Além disso, Muniz também acredita que a legislação trouxe mais efetivação das políticas públicas no Pará. Segundo ela, é montado um procedimento de prestação de contas, que consiste da requisição de documentos às entidades, que serão analisados por contadores, auditores e advogados. A cada início de ano, é criada uma relação com as entidades que fizeram parceria com o governo, e elas precisam entregar, até junho, todos esses documentos para fiscalização contábil, social e jurídica.

De duas em duas semanas, o MP também realiza ações presenciais. É escolhido um local, que é visitado por pedagogo, assistente social e contador, para coletar informações sobre o projeto. “Nós vamos até lá para acompanhar a situação, porque nosso foco é a transparência. Nós perguntamos sobre a organização, qual foi a verba repassada, como ela foi aplicada, o que ainda falta aplicar, olhamos todas as notas fiscais. No caso de creches, por exemplo, vemos se as crianças têm infraestrutura, brinquedos e merenda. Tudo isso é fiscalizado”, explicou Muniz.

Atualmente, o foco do órgão, segundo a promotora, são as OSs de saúde e cultura, que, de acordo com ela, recebem grande volume de recursos. Além da fiscalização para impedir corrupção e lavagem de dinheiro, Muniz destacou que o MP também atua com um viés preventivo, para que as entidades se fortaleçam e ajudem o Estado a levar políticas públicas para a sociedade.

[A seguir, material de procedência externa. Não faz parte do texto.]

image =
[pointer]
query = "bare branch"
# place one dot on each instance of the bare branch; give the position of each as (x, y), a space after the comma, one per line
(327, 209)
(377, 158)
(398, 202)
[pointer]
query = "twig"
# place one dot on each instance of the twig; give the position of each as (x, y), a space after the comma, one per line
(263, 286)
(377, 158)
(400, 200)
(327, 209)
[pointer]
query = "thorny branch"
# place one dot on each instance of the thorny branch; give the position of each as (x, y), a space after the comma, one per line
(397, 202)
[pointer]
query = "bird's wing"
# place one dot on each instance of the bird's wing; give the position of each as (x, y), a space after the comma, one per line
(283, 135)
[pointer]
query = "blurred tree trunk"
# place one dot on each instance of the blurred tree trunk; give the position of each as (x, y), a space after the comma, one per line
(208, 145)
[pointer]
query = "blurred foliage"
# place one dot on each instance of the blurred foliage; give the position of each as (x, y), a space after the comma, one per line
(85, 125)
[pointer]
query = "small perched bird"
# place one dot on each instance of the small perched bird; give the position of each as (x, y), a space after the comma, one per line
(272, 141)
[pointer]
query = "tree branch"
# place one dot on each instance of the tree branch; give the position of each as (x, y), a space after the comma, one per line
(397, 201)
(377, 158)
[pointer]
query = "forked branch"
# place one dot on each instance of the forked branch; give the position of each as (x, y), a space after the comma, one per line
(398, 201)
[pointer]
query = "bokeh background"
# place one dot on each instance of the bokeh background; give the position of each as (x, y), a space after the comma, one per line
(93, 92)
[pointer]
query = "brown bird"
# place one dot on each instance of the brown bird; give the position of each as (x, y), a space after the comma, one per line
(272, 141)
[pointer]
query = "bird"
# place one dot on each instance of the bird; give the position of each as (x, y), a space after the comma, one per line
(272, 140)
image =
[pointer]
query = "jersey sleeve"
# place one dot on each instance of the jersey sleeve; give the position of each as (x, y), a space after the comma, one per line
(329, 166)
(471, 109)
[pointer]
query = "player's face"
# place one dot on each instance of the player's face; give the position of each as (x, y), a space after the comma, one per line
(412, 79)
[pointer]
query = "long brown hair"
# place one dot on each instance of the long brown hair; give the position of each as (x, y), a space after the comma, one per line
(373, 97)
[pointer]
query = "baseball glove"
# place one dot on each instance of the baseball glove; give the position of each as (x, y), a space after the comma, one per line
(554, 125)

O que ainda falta, de acordo com o coordenador geral da comissão E-Parceria Belém, Rui Martins, é a qualificação por parte do governo. Deve ser divulgada, em breve, uma consulta pública quanto a essas parcerias. A comissão também está trabalhando para criar uma rede social corporativa, como um espaço de comunicação com todos os órgãos e a sociedade.